Поэтому появляется третий принцип принятия решений. Выделяется узкий круг вопросов, которые относятся непосредственно к сфере интересов автократа. В нашем случае это не проведение реформ и не повышение престижа России, а лишь сохранение власти президента. Он лично принимает решения тогда, когда понимает, что его позиции могут пошатнуться. Например, если какой-то элемент в авторитарной системе внезапно усиливается, правителю следует найти возможность усилить другой элемент, чтобы сохранить общее равновесие.

Из всех этих размышлений нельзя сделать однозначного вывода об истории с Навальным. Однозначные выводы в сложных обстоятельствах вообще делают лишь те, кто подтасовывает факты под свои априорные суждения. Но, по всей видимости, дело обстоит следующим образом.
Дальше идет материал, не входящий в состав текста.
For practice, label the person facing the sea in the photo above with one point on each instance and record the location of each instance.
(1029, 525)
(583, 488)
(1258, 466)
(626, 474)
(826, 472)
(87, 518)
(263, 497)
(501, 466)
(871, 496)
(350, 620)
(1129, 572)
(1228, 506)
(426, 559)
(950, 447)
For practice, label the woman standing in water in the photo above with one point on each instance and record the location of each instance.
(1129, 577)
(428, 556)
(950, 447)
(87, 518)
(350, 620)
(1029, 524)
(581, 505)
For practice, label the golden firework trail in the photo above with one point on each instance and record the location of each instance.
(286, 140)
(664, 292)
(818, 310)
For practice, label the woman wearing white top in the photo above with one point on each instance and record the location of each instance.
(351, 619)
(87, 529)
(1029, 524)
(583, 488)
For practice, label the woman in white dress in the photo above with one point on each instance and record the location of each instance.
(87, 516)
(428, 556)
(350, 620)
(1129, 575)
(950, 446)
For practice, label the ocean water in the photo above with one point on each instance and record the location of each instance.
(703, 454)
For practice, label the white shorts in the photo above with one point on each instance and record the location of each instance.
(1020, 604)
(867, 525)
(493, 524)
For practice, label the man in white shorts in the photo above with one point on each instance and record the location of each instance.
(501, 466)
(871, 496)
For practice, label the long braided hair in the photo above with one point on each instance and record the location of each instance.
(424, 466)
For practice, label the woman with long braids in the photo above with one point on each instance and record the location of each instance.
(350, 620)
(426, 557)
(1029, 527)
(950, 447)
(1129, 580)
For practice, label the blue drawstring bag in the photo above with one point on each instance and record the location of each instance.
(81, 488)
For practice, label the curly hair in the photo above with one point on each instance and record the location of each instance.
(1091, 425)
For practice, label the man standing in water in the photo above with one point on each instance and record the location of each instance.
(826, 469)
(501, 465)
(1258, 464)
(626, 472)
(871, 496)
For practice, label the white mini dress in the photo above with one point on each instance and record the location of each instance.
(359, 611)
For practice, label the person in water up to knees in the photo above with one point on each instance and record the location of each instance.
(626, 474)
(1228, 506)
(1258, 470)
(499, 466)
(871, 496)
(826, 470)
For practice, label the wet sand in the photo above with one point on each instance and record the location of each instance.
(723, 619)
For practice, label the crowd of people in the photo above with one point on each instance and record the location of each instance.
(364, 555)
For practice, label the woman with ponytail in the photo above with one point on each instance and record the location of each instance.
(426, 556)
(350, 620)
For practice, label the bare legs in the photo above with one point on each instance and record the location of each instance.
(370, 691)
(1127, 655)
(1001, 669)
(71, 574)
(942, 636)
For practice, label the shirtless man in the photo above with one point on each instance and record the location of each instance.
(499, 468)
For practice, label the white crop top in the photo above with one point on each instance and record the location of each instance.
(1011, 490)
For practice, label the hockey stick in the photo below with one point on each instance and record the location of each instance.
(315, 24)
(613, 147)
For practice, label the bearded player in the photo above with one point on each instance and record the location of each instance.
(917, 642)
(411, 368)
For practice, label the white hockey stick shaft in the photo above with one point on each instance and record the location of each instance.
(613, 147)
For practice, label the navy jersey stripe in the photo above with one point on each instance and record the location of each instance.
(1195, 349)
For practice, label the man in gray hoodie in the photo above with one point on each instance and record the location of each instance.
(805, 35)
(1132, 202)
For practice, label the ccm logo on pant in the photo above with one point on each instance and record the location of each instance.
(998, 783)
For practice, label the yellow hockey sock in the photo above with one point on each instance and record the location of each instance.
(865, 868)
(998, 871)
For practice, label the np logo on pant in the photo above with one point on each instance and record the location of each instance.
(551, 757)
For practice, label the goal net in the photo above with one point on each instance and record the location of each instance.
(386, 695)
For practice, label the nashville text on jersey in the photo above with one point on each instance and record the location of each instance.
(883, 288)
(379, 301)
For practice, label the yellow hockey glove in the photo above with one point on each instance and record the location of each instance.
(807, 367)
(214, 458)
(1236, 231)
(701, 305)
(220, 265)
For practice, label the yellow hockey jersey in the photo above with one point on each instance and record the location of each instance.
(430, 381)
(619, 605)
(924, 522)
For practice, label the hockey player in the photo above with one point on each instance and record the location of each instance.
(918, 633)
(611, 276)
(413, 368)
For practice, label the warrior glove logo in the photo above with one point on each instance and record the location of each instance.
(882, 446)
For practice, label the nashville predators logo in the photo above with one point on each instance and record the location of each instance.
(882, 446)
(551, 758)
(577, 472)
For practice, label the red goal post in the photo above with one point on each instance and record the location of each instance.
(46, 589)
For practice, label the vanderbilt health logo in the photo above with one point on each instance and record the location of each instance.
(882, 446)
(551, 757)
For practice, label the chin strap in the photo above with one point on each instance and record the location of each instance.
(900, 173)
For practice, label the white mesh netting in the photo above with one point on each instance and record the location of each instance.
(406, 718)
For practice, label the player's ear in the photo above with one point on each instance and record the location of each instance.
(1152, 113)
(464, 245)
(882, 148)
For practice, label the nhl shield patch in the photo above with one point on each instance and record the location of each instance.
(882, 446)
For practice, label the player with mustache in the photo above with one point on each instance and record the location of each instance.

Если политическая деятельность Навального реально угрожала стабильности авторитарного режима, и если путинская система могла в результате активности непарламентской оппозиции развалиться в самое ближайшее время, то Путин лично должен был озаботиться судьбой ведущего оппозиционера и сделать так, чтобы его печальный пример стал для всех других «наукой».

Если же антикоррупционные разоблачения Навального влияли скорее на расстановку сил в путинском окружении (порой это называют борьбой башен Кремля), то и недовольство его видеосюжетами проявляли, скорее всего, именно те, чьи позиции становились слабее.

Наконец, возможен еще один вариант. Навальный поначалу всего лишь склонял чашу весов в «борьбе башен» на одну сторону, но со временем превращался в серьезного и самостоятельного политического игрока. Поэтому его захотели «подстрелить на взлете» те силы, которые опасались, что он окажется не на их стороне.

Узнаем ли мы когда-нибудь всю правду об этой истории? Вряд ли. А если это и случится, то лишь после окончания путинского правления.